One of the most memorable was an Irish wake
(complete with casket, flowers, & music) when Hallmark's Line Extension department was shut down.

I still run across copy Mike wrote for Hallmark,
and it's remarkable that someone could be that funny without ever being snotty or mean.

What a great guy. What a great loss.

Anonymous said...

Ohhhh, what a nice tribute. I liked his work, though I didn't know him. Now I wish I had known him and had hugged him at some point.

Tina said...

I didn't know him either, and also feel like hugging. Perhaps we should redirect our hugging efforts and target Jim. 'Long as he's not wearing his Sweaty Shirt®.

Jasph said...

If I can't make money at blogging, at least I can get me some hugs.

I finally put the Sweaty Shirt in the wash. It was time. But hey, how are you and Dan getting the special characters, like the upside-down exclams and the registered trademark symbol? I can't even get boldface or italics or bullets.
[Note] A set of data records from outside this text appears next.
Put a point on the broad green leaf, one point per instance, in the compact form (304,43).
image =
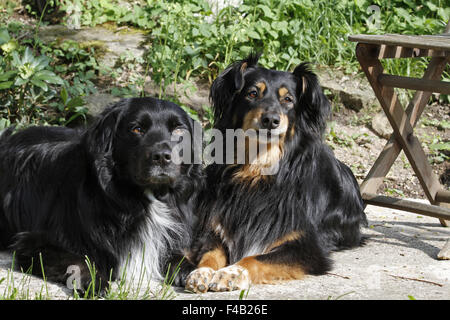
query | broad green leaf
(40,84)
(6,75)
(4,36)
(64,95)
(48,76)
(253,34)
(75,102)
(5,85)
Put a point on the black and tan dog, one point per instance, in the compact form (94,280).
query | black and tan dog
(277,218)
(111,192)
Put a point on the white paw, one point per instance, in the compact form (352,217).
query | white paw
(198,280)
(230,278)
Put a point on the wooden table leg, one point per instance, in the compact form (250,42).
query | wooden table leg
(392,149)
(401,122)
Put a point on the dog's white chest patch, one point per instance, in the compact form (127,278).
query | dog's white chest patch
(155,241)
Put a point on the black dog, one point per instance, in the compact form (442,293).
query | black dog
(111,193)
(279,218)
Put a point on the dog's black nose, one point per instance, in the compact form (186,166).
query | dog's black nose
(162,157)
(270,120)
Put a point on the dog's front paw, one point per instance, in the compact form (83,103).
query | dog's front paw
(230,278)
(198,280)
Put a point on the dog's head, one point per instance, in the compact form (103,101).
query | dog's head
(277,105)
(133,140)
(248,96)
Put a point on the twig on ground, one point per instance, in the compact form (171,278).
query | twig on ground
(415,279)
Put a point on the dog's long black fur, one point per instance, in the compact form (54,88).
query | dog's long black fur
(106,192)
(295,217)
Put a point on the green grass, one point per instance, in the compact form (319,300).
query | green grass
(183,47)
(18,286)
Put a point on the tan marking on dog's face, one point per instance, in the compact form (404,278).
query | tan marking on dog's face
(253,170)
(261,87)
(252,119)
(243,67)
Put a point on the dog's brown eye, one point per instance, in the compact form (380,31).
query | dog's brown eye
(252,94)
(137,130)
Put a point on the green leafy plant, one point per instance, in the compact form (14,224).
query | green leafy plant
(25,81)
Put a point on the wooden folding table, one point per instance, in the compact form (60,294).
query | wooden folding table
(369,50)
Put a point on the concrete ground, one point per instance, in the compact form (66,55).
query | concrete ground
(397,262)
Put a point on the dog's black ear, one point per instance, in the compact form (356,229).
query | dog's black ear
(228,83)
(100,134)
(312,104)
(99,138)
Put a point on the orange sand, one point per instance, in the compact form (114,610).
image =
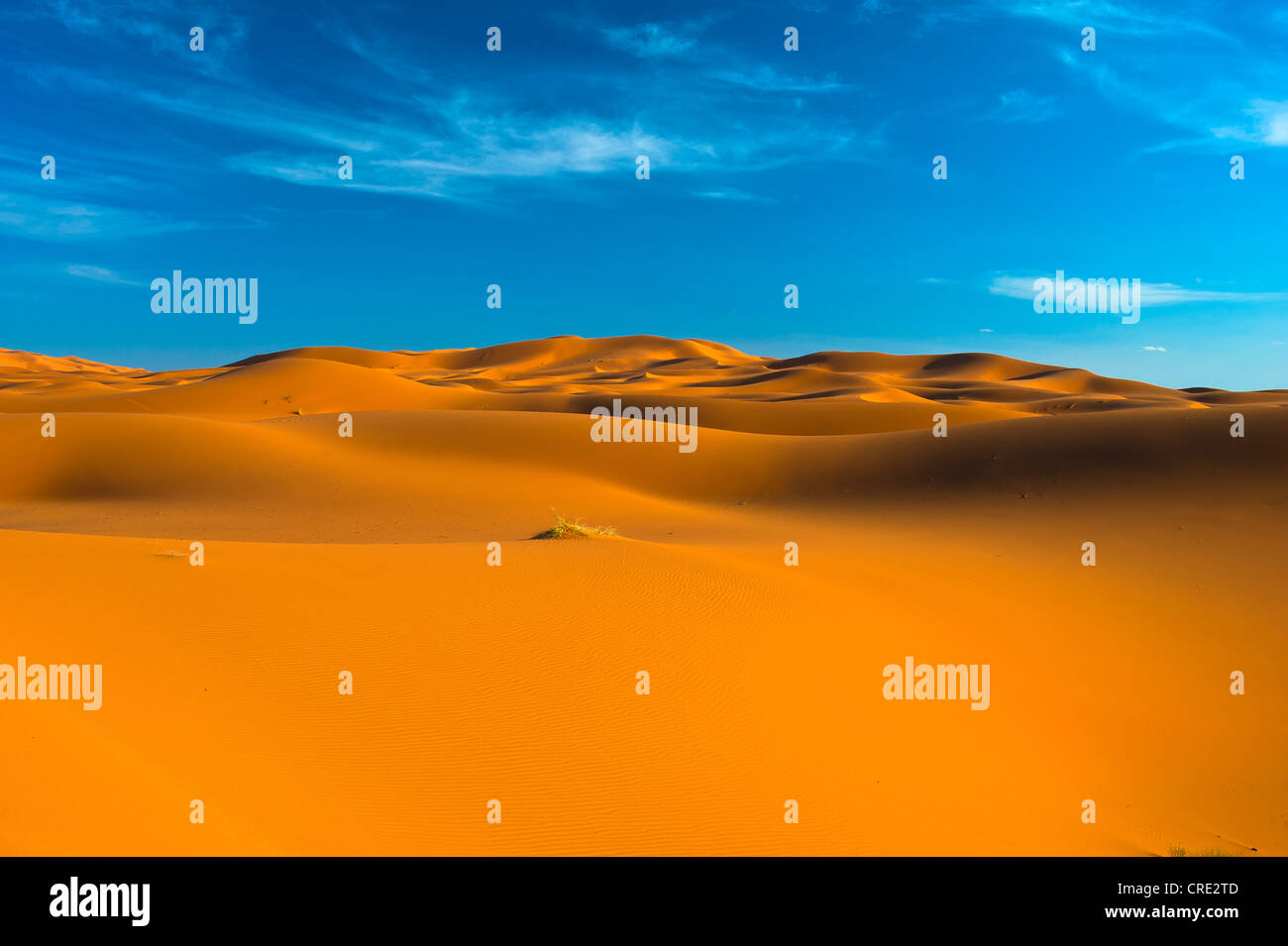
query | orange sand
(518,683)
How come I don't know how to do things?

What's wrong with me...?

Tina said...

I can't figure out bold or italics in the blogosphere neither.

® is just "option" key + "R" key.

®®®®®®®®®®®, not to show off.

molly said...

I believe that I grew up with Mikes daughter Beth in Cleveland Ohio. Can someone verify that Mike was indeed her father. If so how would I find beth??? Thanks

Anonymous said...

I met Mike at the art department at Arizona State University where we both were art students. He was kind and generous then, so I'm not surprised that that is how he remained throughout his life. I was fortunate to have met him and will keep him and his family in my thoughts.

Unknown said...

Tonight I looked at a piece of Mike's artwork on my wall and just decided to google up Mike. How sad I am to find that he is gone. He was my friend at ASU, but after his divorce from Sandy we lost touch over the busy years of living and moving around the country. What a joy he was! We would laugh uncontrollably at any crazy was the late '50s and his "I Like Eich" signs appeared in the zaniest places. While visiting me in California after we had graduated he coined a word I have used for 50+ years....Mentuala! Bet you can think of several people who would fit that description! I laughed at the description of him and the bathtub "art studio"! That was his studio whether in Tempe, Majorca, Woodstock or wherever. My heartfelt affection goes to his family eventhough they have no idea who I am.

Anonymous said...

It was Michelle Obama comment about kids not liking green vegetables that made me think of Mike. He illustrated a book called "Green Is Yucky" in the early 1970s when his kids were young and he and his then wife - I can't remember the name but I still see the face - used them as sources for children's books.

I knew him in Santa Fe in those days. There were two posters of his that I loved, "Tolouse La Truck," a short bearded man sitting behind the wheel of a semi,and "Napoleon Blown Apart," in his famous pose, his hand tucked into hos vest holding lit sticks of dynamite.

Remembering those things almost 40 years later, I can say that he gave me something special.